The show is so meta, I think that if Aaron Sorkin were to sit at home and watch this show air, it has to look a hell of a lot like the scene in Being John Malkovich where John Malkovich climbs into his own head and the whole world becomes a bunch of John Malkoviches (Malkovichi? Damn, where's one of those Spelling Bee kids when you need one?)

All right, now the review. If you skipped right here, you probably did yourself a favor.

Stuff that was good this week:

-- Matt and Danny return! Yay!

-- The interaction between Danny and Jordan, especially when they decided to settle their fight. Only in the Sorkinverse can a guy say that he can't think of a single thing that he was sorry for and have the woman find it charming. Incidentally, I'd love to live in the Sorkinverse.

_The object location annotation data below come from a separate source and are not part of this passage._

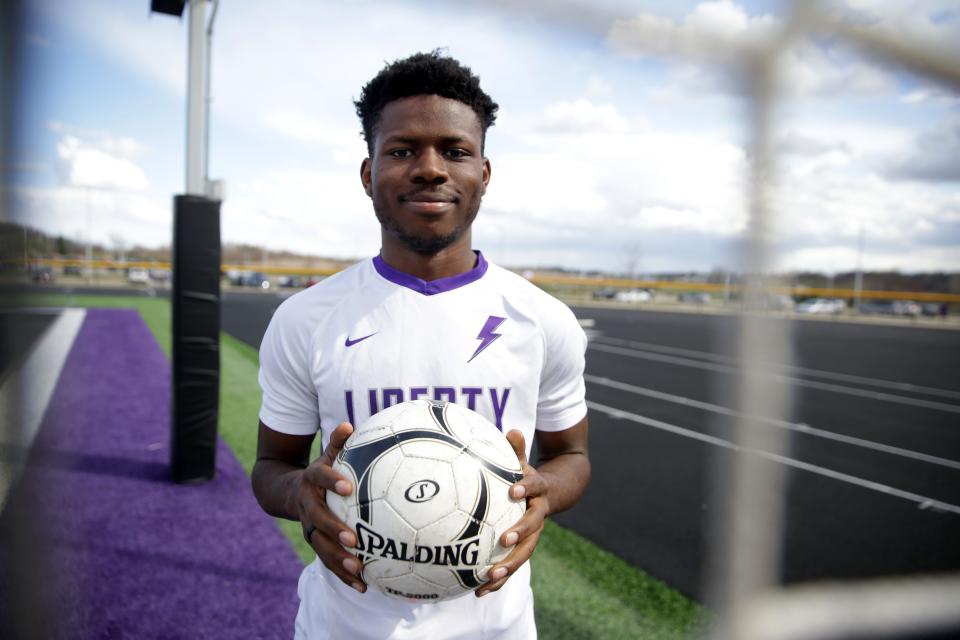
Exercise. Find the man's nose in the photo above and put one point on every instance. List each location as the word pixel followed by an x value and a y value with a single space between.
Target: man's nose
pixel 430 167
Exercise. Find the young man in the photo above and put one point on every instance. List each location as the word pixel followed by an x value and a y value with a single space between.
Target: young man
pixel 428 317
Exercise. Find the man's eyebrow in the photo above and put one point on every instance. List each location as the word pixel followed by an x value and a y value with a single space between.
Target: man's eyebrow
pixel 415 140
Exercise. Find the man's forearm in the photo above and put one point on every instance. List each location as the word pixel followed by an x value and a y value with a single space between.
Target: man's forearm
pixel 567 476
pixel 276 485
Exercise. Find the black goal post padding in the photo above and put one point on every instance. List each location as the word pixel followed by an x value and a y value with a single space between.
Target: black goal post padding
pixel 196 338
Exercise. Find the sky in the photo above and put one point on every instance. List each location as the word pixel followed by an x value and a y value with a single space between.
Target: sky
pixel 622 142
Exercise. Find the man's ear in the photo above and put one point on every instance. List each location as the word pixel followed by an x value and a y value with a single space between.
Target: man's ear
pixel 365 177
pixel 486 175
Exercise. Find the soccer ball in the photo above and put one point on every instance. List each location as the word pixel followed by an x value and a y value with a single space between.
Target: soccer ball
pixel 430 499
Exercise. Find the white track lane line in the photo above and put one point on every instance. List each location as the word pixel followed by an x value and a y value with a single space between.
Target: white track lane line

-- Nate Corddry. Though I sincerely doubt that the line he botched was funny regardless of whether he said "machine" or "blower" and I had serious issues with the ham-handedness with which his brother's hostage situation was handled, I think he managed to pull it off and even had me emoting a little with him at the end of the episode. He's a great and charming actor and I really hope that he finds a soft landing when all of this is over.

-- Lucy Davis's legs. I'm an old BBC Office fan, so sue me.

-- Danny confronting Matt regarding his drug abuse. It felt exactly right in direct opposition to how exactly wrong Matt's assistant's confrontation was.

-- Jenna Fischer as the host. I'm a current Office fan, so sue me.

Stuff that was not so good this week:

-- If all the stuff about the final episodes being an exercise in fiscal responsibility is true, tonight was the first time it showed up on the screen. Their after-party was on the set itself? Really? I'm sure Saturday Night Live does that all the time. After spoiling us by spending money on the front 13 like a drunken Maloof brother, the sudden belt-tightening is made all the more obvious by the previous extravagance.

-- I'm not an expert on ratings by any means, but I'm pretty sure the best way not to get any is to devote a major chunk of dialog to a discussion about ratings. Guys, I'm all about insidery showbizese, but I really didn't want to hear another word about "demos" or "shares." As Casey Kasem once complained: it's ponderous man, it's f-ing ponderous.

-- No Cal!

-- No, really... NO CAL!

-- Seriously, you had a scene in the control room, and you didn't have Cal there! That's like having a porno that ends with the two main characters shaking hands and agreeing to "just be friends."

-- Jack. Remember how earlier in the season he was a network shark that defied stereotype? Yeah, those days are gone.

Stuff that I'm not so sure about:

-- The lawyer. Is she annoying or cute? Is she delightfully and intelligently self-aware or boringly and predictably so? I don't know. I thought the line about her having a "200 IQ" was funny, but I think if someone told me that in real life I'd want to push them down a flight of steps, so I don't know where I stand with her. Either way, I think she could take Harriet in a cat-fight (and if you don't think I'm hoping for that scene to exist more than I am a good result from my MRI on Saturday, then you don't know me at all!)

Question of the week: Do you find yourself less interested in the show now that you know it's ending (so what's the point of getting attached) or more interested (because you have to savor every last bit of Studio 60 goodness)?

It's like a 4 but more.For depriving me of Cal and forcing me to sit through nine or ten thousand speeches about ratings, I give tonight's episode 5 Flintstone Vitamins out of 7.